Bug 1304001

Summary: Timer interrupt handling can take up to 20 usec on RT kernel
Product: Red Hat Enterprise Linux 7 Reporter: Andrew Theurer <atheurer>
Component: kernel-rtAssignee: Clark Williams <williams>
kernel-rt sub component: Memory Management QA Contact: Jiri Kastner <jkastner>
Status: CLOSED INSUFFICIENT_DATA Docs Contact:
Severity: medium    
Priority: unspecified CC: atheurer, bhu, jshortt, krister, lgoncalv, srostedt, williams
Version: 7.2   
Target Milestone: rc   
Target Release: 7.3   
Hardware: x86_64   
OS: Unspecified   
Whiteboard:
Fixed In Version: Doc Type: Bug Fix
Doc Text:
Story Points: ---
Clone Of: Environment:
Last Closed: 2016-05-10 21:53:27 UTC Type: Bug
Regression: --- Mount Type: ---
Documentation: --- CRM:
Verified Versions: Category: ---
oVirt Team: --- RHEL 7.3 requirements from Atomic Host:
Cloudforms Team: --- Target Upstream Version:
Bug Depends On:    
Bug Blocks: 1274397    

Description Andrew Theurer 2016-02-02 16:32:12 UTC
Description of problem:
Timer interrupt handling uses up to 20 usec

Version-Release number of selected component (if applicable):
3.10.0-327.rt56.204.el7.x86_64

How reproducible:


Steps to Reproduce:
1. run cpu bound process on isolcpu
2. trace for task switch
3. record time between task switches, where ksoftirqd is switched in/out

Actual results:
We see that cpu bound process is preempted for ksoftirqd, which does timer interrupt work, the switches back to cpu bound process.  This work can take up to 20 usec

Expected results:
Timer interrupt work should not switch thread context and process timer interrupt work much faster (perhaps 2-3 usec, not sure of exact amount)

Additional info:
This is currently observed with a DPDK program running at fifo:95

Comment 2 Steven Rostedt 2016-02-02 16:51:51 UTC
What exactly is the bound task doing? ksoftirqd does timer work, and a timer interrupt can run. And things like task usage accounting can take 20 us.

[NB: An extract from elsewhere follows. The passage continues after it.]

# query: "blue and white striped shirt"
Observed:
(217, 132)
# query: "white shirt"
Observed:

Comment 3 Steven Rostedt 2016-02-02 16:55:31 UTC
Also, have you added nohz_full and rcu_nocb to that isolated CPU as well? That could help too.

Comment 4 Andrew Theurer 2016-02-02 17:45:43 UTC
We have no_full, but not rcu_nocb yet, so we will add that.  I don't believe the user thread is doing anything other than some futex calls once in a while.  We'll trace to see if anything else is going on with the user thread.

Comment 5 Beth Uptagrafft 2016-03-08 17:56:33 UTC
Andrew, were you able to do a trace to see if anything else was going on?

Thanks,
Beth

Comment 6 Andrew Theurer 2016-03-08 19:13:38 UTC
Karl, would it be possible to do another trace to see what is happening during the timer interrupt?

Comment 7 Beth Uptagrafft 2016-03-28 14:25:57 UTC
Andrew/Karl, any updates?

Comment 8 Beth Uptagrafft 2016-05-10 19:51:23 UTC
Andrew/Karl, any updates? If we can't get any additional updates, we will need to close this BZ.

Comment 9 Andrew Theurer 2016-05-10 21:41:51 UTC
We have not done a trace, and I am not sure when we will have opportunity to do so.  We can close this and repoen when we have a trace.

Comment 10 Beth Uptagrafft 2016-05-10 21:53:27 UTC
Thank you, Andrew. As you suggest, we will close this issue. Please reopen the BZ if you do get a trace and we will take a look at it.